The detention center is within an area identified for big-box retail development. City and county officials acknowledge that relocating the facility would bolster redevelopment, but progress has been minimal since discussions began a year and a half ago.
"This may be a fairly ambitious plan of action, but we wanted to make sure this was moving," City Attorney Roy Tucker said, noting that the proposed plan needs to be approved by the ad hoc committee. "It's not overly ambitious in that it cannot occur ... so I am satisfied we are where we need to be with relation to our time."
Commissioners proposed no major revisions to the draft of the urban renewal plan, which they began reviewing in January. The draft plan outlines objectives and goals related to property acquisition, redevelopers' obligations, resident relocation, project financing and infrastructure upgrades.
Assistant City Planner Tish Callahan, however, attached a map of the urban renewal zone and an inventory of various structures within the area along with occupancy status and conditions. She will add a timeline with projections for redevelopment along with proposed policies and procedures that would govern property acquisitions and the relocation of those affected by the city's urban renewal efforts.
"That's going to be important to not only those we are talking about relocating but to the people we are going to try and attract," Ward II Commissioner Robert Goolsby said about the need to include a timeline for redevelopment. "As this gains ... momentum and public knowledge, and for the people who are living out there and the businesses, this is going to be at the forefront of their mind."
Tucker said he hopes the draft plan will be completed before commissioners meet again in March. If so, commissioners could meet in a special session to approve the draft plan, which would then be forwarded to planning commissioners for review and possible revisions.
The area designated for urban renewal is bounded by Chicago and 11th streets on the east and west and Shawnee Bypass and Talladega Street on the north and south. It has been divided into three project areas that would accommodate big-box retail development and infill commercial growth, along with residential construction to support "employment generation goals."

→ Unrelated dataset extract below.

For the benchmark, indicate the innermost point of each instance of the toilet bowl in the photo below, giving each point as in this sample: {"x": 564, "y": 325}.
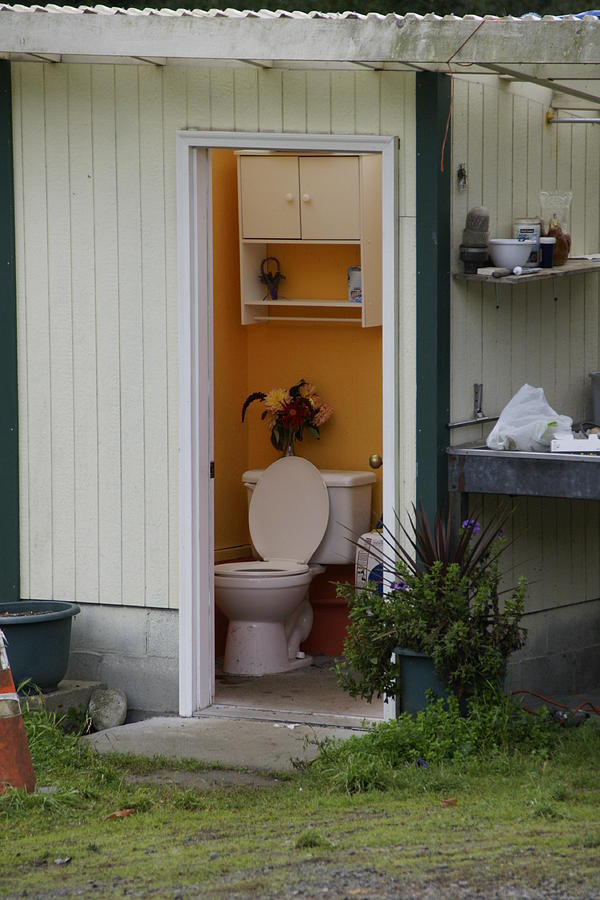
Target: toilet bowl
{"x": 266, "y": 600}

Rickey Hayes, a retail development consultant, said developers have expressed an interest in the residential component of the plan. Those prospective developers likely would construct amenities-based multifamily units, which Hayes and Goolsby predict would be in high demand locally.
Commissioners have completed a blight study to determine whether the area targeted for urban development meets requirements established by state law. The findings of that study must be presented to city councilors for approval before the urban renewal plan can proceed.
The Muskogee Urban Renewal Authority regularly meets at 10 a.m. on the third Wednesday of each month in the second-floor conference room at City Hall.